Эфор просто слушал, далекий, как горы, как орлы, летающие у вершин самых далеких гор, но я знал, что он ничего не упускает. Он все взвесил и, возможно, начнет расследование. Я взглянул на Агатона. Он смотрел на меня с насмешливым интересом, словно я говорил о ком-то, кого он не знал.

Эфор все еще медлил, осматривая меня с головы до пят, вполне дружелюбно, но с тем прохладным отчуждением, которого можно ожидать от хорошего правителя. Другие стояли на шаг позади него: один – толстый и добродушный – потирал свои маленькие ручки, словно страстно желая стать моим другом; другой – низкорослый и квадратный, с каменно неподвижным лицом – такой мог быть и другом, и недругом.

– Ликург знает о нем, господин, – добавил я. – Агатон долгое время служил у Ликурга. Был одним из главных его советников.

– Но Ликург сейчас в Дельфах, – сказал эфор. Он действительно обеспокоился. Он даже причмокнул нижней губой, раздумывая, как бы ему связаться с Ликургом.

– Ну, – сказал я, – цари тоже знают Агатона.

Эфор чуть нахмурился. Он продолжал жестко и внимательно изучать меня.

– Думаешь, им до того?

Я понимал, что он прав. Что им до справедливости? Но я был взволнован. Этот эфор мог стать на вашу точку зрения. Я правильно сделал, что доверился ему. Как бы я хотел теперь отдать им что-нибудь написанное мной, нечто такое, что могло бы оправдать нас по всем пунктам. Это навело меня на мысль, и я спросил:

– Господин, в чем нас обвиняют?

Его глаза все еще царапали меня, словно когти, и, хотя вид его был по-прежнему дружелюбен, мысли его были за тысячу миль отсюда, заново рассматривая все наше дело в целом. Затем он уставился вдаль поверх моей головы, что-то припоминая. Поразмыслив, он принял какое-то решение и повернулся к тюремщику.

– Смотри, чтобы у них было все, что нужно, – сказал он. И, не прибавив ни слова, вышел, широко шагая вниз по полю, а за ним заторопились два других эфора и побежали стражники и люди со знаменами.

Агатон улыбнулся.

– Ты играл блистательно, – сказал он.

Я едва не запустил в него стулом, но подавил это желание. Сейчас у нас появилась надежда.
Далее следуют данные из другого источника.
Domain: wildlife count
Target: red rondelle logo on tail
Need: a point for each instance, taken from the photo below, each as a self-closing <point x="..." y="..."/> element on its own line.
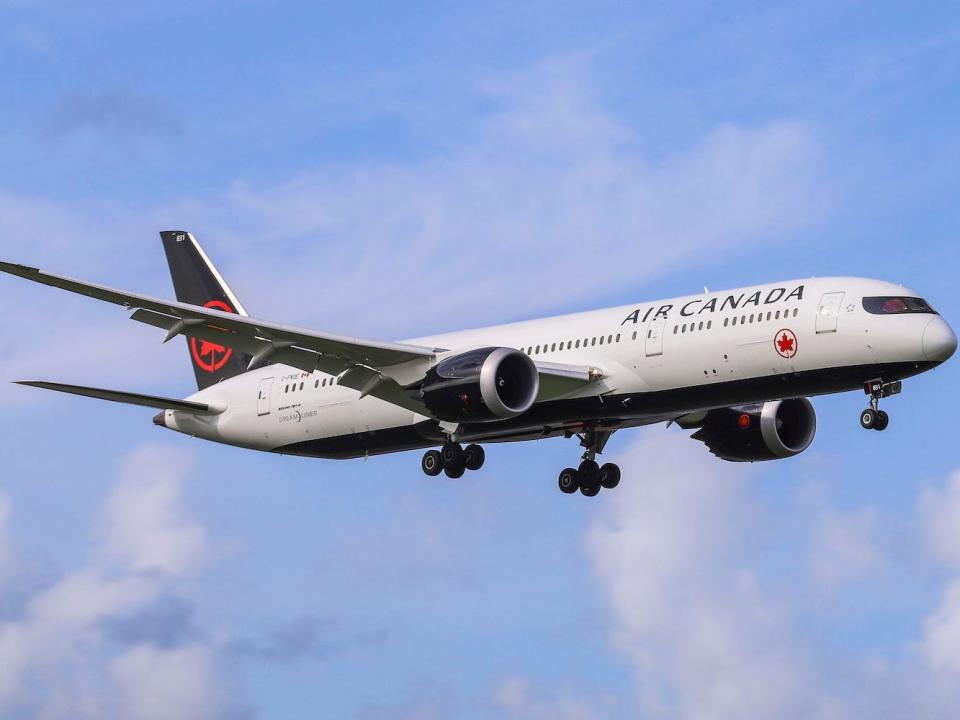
<point x="209" y="356"/>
– Ты сумасшедший, – сказал я. – В буквальном смысле, я хочу сказать. – И вдруг до меня дошло, что это действительно так. Он был великим Провидцем, да, и славным стариком, но он был не в своем уме, спятил. Раньше он меня подавлял. Я не понимал, что в некоторых вопросах гений может быть так же глуп, как любой другой; теперь я это понял. Я не играл, я молил эфора всем сердцем. И если Агатон не заметил этого, то, должно быть, потому, что, проведя столь много времени среди людской лжи, позабыл, как звучит чистая правда. Я взглянул на него, чтобы проверить свою догадку. Он все еще улыбался, но глаза его закатились так, что зрачков не стало видно. Внезапное осознание того, насколько он безумен, испугало меня. Я собирался бороться за нас обоих, не имея представления, против кого и против чего буду сражаться. Он сидел, толстый, мерзкий, непристойный, вылупив на меня жуткие белки глаз, с коркой грязи на шее и бисерными каплями пота на лбу и на кончике носа. Я теперь видел, насколько он беспомощен, и это означало, что мне придется не только все делать самому, но еще и перехитрить его безумие, чтобы все получилось. Мне хотелось плакать. Но был еще высокий хладнокровный эфор. Оставалась надежда.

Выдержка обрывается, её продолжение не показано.